When my servers came online, this was the juju status:
mysql/0 blocked MySQL is down. Sequence Number: 23159085. Safe To Bootstrap: 0
mysql/1* blocked MySQL is down. Sequence Number: 23159085. Safe To Bootstrap: 0
mysql/2 blocked MySQL is down. Sequence Number: 23158268. Safe To Bootstrap: 0
As you can see, mysql/2 went down slightly before mysql/0 and mysql/1 as it's power was not redundant across two PDUs as the other two units were. This may have complicated matters, as I'm not able to reproduce the issue on a cluster that powers off all on the same sequence number.
When running bootstrap-pxc, it hung during 'systemctl stop mysql' call (line 578 in actions.py) for over 35 minutes. I kill -9'd the mysqld process to assist the bootstrap action along it's way.

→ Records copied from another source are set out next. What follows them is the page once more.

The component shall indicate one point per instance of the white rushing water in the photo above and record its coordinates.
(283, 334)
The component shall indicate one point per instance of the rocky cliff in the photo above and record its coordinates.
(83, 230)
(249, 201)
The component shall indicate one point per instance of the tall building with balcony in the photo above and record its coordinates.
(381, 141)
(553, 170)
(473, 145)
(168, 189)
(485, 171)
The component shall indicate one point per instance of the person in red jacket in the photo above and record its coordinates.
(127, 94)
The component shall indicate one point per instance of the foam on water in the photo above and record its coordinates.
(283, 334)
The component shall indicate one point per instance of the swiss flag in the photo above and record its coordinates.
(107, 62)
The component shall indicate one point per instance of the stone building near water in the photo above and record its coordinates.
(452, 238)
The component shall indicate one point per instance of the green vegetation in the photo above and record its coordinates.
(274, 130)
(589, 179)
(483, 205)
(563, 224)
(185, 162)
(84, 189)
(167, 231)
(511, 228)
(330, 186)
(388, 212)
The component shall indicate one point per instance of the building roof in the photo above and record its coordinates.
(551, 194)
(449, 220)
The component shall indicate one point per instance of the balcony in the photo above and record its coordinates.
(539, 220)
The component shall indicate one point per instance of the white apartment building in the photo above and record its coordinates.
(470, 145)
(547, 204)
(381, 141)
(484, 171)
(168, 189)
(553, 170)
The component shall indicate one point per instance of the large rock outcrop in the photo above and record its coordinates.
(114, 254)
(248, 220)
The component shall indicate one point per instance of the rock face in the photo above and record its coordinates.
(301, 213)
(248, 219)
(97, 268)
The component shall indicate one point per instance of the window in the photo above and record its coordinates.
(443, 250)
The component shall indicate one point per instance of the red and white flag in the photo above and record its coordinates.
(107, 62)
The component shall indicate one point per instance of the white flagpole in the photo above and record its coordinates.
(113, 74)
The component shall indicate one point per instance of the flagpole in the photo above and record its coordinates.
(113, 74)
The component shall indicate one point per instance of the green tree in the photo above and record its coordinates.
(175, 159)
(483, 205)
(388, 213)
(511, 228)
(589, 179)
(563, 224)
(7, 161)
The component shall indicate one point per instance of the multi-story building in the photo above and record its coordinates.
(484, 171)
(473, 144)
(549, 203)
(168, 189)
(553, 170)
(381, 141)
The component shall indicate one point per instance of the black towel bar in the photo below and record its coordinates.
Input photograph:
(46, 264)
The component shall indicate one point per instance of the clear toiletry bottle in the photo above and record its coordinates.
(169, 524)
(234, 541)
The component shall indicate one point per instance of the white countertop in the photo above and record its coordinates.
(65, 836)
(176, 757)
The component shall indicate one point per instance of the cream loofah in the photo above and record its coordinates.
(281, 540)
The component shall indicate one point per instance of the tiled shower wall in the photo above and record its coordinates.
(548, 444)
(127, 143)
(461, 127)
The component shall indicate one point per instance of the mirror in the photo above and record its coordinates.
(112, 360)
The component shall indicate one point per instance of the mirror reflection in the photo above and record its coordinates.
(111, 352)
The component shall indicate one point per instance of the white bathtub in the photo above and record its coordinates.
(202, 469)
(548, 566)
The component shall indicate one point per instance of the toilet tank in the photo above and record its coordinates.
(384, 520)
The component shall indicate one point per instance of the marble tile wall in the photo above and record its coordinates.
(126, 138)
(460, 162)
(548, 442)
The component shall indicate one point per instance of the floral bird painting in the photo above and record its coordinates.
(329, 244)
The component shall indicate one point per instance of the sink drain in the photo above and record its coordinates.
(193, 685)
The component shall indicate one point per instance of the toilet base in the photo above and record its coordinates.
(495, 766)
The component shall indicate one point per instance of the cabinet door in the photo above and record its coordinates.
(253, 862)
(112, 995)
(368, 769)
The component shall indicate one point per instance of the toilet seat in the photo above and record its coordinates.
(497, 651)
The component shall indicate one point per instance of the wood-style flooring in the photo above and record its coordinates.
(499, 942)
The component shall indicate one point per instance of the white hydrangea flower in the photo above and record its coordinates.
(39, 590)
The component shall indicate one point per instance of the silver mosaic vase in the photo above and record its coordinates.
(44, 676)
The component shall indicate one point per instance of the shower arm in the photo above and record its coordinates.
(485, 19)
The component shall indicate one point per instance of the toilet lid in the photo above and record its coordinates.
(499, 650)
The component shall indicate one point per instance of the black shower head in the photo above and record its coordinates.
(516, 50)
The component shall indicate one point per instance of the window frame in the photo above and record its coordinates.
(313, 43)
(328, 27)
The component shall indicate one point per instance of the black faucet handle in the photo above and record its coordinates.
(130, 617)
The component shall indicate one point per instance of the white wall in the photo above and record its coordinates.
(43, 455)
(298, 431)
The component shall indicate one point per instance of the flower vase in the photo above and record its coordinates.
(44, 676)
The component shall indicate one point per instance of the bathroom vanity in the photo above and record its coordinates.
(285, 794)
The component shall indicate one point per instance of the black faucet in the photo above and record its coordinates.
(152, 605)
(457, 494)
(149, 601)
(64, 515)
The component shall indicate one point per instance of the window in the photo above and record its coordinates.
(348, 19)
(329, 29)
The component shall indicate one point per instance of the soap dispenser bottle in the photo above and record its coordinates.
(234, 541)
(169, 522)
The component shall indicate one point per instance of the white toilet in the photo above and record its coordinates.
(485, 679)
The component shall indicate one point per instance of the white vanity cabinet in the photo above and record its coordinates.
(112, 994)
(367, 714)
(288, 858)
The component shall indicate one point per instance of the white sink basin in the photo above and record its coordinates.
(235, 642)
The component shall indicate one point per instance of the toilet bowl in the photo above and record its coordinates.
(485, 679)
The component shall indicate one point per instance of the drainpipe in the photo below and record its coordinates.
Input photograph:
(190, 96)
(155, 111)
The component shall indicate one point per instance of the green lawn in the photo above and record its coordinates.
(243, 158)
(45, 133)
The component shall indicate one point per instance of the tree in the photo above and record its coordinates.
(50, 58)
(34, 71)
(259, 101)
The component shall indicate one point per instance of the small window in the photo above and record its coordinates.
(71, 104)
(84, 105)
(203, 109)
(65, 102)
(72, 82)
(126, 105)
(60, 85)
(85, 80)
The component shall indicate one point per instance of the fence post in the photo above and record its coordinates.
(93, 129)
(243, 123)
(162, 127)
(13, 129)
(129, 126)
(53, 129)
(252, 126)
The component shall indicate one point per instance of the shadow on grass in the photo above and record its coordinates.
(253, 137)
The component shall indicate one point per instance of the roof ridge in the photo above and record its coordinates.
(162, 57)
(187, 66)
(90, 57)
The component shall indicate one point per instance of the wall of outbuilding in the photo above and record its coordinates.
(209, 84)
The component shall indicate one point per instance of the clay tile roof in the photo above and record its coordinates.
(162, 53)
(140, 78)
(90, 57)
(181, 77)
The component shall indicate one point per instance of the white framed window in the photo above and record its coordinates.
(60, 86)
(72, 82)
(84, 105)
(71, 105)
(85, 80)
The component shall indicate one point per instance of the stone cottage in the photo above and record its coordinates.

After that, the result of the action was successful, however, the status of all the mysql units stayed at blocked 'waiting to bootstrap cluster'.
When I attached to the unit mysql/1 (which was the one I ran the bootstrap-pxc action against), I could login to mysql but when I queried it's wsrep status, it was "non-primary". When I checked mysql/0's logs, it was stating that there were two units in the cluster (mysql/0 and mysql/1) but there was no primary and it was stuck waiting for SST/IST without a primary unit in the cluster.
I had to manually stop the mysql/1 unit's mysql server with kill -9, and then start the service manually again with 'systemctl start <email address hidden>' to resolve the issue. Once this was done, all three units joined the cluster and sync/primary was established.
I feel that there may need to be a timeout for bootstrap-pxc action and a force option that would perform this kill -9 <mysqlpid> operation so one doesn't have to login to the unit.
More details have been provided offline to the openstack charmers regarding this event. I have an assumption that the hanging stop command is due to the nodes all waiting for an SST and having a split-brain regarding sequence number.
There is an option in the service description to add a TimeoutStopSec value that could be set to some reasonable length of time to allow for timeout of this service stop command to not hang up the bootstrap-pxc action.